The need for mental health care continues to outpace the supply of trained psychotherapists, while psychotherapy training remains constrained by limited supervision time and scarce opportunities for repeated, feedback-rich practice in realistic scenarios. Simulation-based training can mitigate these constraints, but actor-based standardized patients are costly and difficult to scale, and many clinically challenging moments are ethically and logistically hard to practice with real clients. Large language models (LLMs) make interactive virtual patients increasingly feasible as a complement to conventional training; however, early systems are often prompt-driven rather than empirically grounded, exhibit limited psychologically meaningful state and longitudinal change, and predominantly focus on one-on-one sessions—leaving multi-party modalities such as couples therapy under-supported.

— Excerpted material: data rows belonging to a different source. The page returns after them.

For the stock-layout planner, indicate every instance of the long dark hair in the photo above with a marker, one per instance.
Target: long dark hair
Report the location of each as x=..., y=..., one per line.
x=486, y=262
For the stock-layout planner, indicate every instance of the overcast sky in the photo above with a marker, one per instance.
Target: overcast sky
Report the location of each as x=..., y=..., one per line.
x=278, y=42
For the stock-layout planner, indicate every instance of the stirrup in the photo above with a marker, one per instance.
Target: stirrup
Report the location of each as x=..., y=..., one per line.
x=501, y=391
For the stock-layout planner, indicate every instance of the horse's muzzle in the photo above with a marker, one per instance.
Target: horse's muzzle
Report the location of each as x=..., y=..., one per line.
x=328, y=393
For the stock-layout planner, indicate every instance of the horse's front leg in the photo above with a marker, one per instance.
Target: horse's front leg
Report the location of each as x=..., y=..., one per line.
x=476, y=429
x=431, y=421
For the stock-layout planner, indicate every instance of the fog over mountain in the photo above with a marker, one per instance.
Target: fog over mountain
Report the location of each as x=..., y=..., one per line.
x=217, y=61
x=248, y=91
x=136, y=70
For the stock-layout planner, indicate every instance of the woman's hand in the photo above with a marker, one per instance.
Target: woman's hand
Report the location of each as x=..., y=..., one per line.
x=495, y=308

This thesis advances an empirical and design-oriented framework for building more realistic and pedagogically effective virtual patients grounded in psychotherapy process theory and real clinical data. Chapter 2 develops scalable, LLM-based measurement of therapist behaviors and client responses from large psychotherapy transcript corpora and uses structural equation modeling to estimate process-level dynamics linking therapist micro-skills and relational factors to subsequent client disclosure and emotional expression. Chapter 3 translates these empirically informed requirements into a multimodal, multi-agent couples therapy simulator that represents stage-structured sessions and recurrent interaction cycles such as demand–withdraw, enabling trainees to practice timing- and wording-sensitive interventions in high-conflict moments; an evaluation with licensed therapists examines realism and training relevance. Chapter 4 proposes an adaptive virtual patient architecture in which an LLM agent maintains latent psychological states that update in real time according to SEM-derived interpersonal dynamics conditioned on detected therapist behaviors, together with a plan for evaluating psychological fidelity.
By integrating theory-grounded measurement, empirical causal modeling, and interactive system design, this work lays a pathway for scalable psychotherapy training tools that make the consequences of therapist choices visible, support deliberate practice, and responsibly expand access to high-quality skills development.